Hay un tipo de novela que renuncia de antemano a la comodidad de lo pequeño y se propone abarcar el tiempo largo, el de las generaciones y los siglos. Es una apuesta arriesgada, porque la ambición, cuando no la sostiene una arquitectura firme, se derrama y se pierde por el camino. Missitalia, la segunda novela de Claudia Durastanti, pertenece a esa estirpe ambiciosa, y conviene decir desde el principio que su andamiaje resiste el peso que se le ha echado encima.
Durastanti llegó al lector español con La extranjera, aquel libro inclasificable entre la memoria y la novela donde quedó fijada una voz reconocible: atenta a los márgenes, a las lenguas que se pierden, a las vidas que no entran en el relato oficial. Missitalia continúa esa indagación, pero amplía de manera notable el campo: ya no una familia, sino un país entero mirado desde abajo y desde el sur.
El libro se organiza como un tríptico de tres mujeres separadas por más de un siglo. Amalia Spada vive al margen del revuelo durante los años de la Unificación italiana, en una casa horadada de túneles, en las tierras áridas de Lucania, que da cobijo a fugitivos y a muchachas sin linaje. Cien años después, Ada, una joven periodista romana, baja al sur con un grupo de antropólogos y cineastas en lo que empieza como expedición etnográfica y termina como investigación sobre el poder de la industria petrolera. Y en 2051, en una colonia lunar que replica el paisaje lucano, una mujer clasifica los restos de un mundo anterior y, enferma y nostálgica, emprende el regreso a la Tierra.
Lo interesante reside en que las tres son outsiders, mujeres que, aun cuando ejercen algún poder, viven en el filo de una marginalidad dorada: brillantes en su tarea, nunca en el centro. Conviene detenerse en cómo la novela las enlaza. No las une la sangre ni la peripecia, sino una misma posición ante la Historia, y ese mismo sur que persiste bajo el petróleo y bajo el polvo lunar. La construcción, articulada con paciencia, evita que el salto de los siglos se convierta en truco: cada tiempo dialoga con los otros sin necesidad de subrayarlo.
Hay en el fondo una mirada que recuerda a la tradición que va de Pasolini a Alice Rohrwacher, esa atención al sur como territorio expoliado y a la vez cargado de un sentido que el progreso no alcanza a comprender.
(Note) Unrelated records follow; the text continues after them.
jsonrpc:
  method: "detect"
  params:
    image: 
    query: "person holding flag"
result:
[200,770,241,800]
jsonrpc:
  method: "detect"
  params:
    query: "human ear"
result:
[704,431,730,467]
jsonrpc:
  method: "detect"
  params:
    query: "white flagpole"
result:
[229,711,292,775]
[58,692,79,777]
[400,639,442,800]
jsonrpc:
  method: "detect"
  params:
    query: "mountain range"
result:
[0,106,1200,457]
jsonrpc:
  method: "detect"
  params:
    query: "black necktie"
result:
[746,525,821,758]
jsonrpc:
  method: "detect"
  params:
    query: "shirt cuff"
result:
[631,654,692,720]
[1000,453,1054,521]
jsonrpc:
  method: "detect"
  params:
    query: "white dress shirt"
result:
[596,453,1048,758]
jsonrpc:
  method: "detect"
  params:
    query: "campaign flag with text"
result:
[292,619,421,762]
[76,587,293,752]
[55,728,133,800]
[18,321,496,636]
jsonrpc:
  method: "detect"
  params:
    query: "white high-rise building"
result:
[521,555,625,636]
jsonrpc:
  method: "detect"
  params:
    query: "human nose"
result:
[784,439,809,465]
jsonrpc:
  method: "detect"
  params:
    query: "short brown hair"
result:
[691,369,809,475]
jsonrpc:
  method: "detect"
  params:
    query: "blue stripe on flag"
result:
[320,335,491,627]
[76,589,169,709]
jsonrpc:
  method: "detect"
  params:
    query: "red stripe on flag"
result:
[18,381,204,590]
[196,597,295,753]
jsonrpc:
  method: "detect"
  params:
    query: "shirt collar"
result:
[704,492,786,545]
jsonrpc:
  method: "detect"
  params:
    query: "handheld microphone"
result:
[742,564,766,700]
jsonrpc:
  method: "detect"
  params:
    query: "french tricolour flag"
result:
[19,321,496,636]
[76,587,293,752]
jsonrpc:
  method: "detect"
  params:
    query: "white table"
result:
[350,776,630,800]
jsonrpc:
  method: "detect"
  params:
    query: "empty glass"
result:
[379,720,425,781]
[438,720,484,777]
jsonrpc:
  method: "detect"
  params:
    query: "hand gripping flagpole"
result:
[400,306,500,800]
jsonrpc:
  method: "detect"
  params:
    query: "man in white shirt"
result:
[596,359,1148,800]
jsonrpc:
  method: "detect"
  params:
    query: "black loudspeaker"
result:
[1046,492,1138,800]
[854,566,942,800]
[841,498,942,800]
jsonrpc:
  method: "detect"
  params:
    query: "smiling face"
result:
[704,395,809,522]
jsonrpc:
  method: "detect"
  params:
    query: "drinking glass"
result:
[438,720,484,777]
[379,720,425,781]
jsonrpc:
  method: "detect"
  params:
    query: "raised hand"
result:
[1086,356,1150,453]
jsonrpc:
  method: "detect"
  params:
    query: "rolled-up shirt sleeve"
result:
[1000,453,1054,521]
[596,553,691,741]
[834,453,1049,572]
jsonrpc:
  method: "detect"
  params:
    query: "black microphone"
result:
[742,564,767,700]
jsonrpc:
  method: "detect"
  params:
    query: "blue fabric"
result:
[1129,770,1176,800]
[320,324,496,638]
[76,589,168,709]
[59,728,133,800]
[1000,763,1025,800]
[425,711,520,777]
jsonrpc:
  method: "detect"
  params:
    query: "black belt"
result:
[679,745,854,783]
Durastanti recorre el desierto del avance capitalista de los dos últimos siglos, de las ruinas del petróleo a la colonización del espacio, sin caer en la denuncia fácil ni en la nostalgia.
No todo está al mismo nivel, conviene decirlo: el tramo futurista exige del lector una confianza que las dos primeras partes han ganado con creces, y alguna costura se nota en ese tránsito. Pero es el riesgo propio de las obras que se atreven, y aquí el riesgo está calculado. Es, en definitiva, una novela que se sostiene en su ambición y que quedará, sobre todo, por la firmeza con que ha sabido construir esa genealogía de mujeres a contracorriente que la Historia prefería no mirar.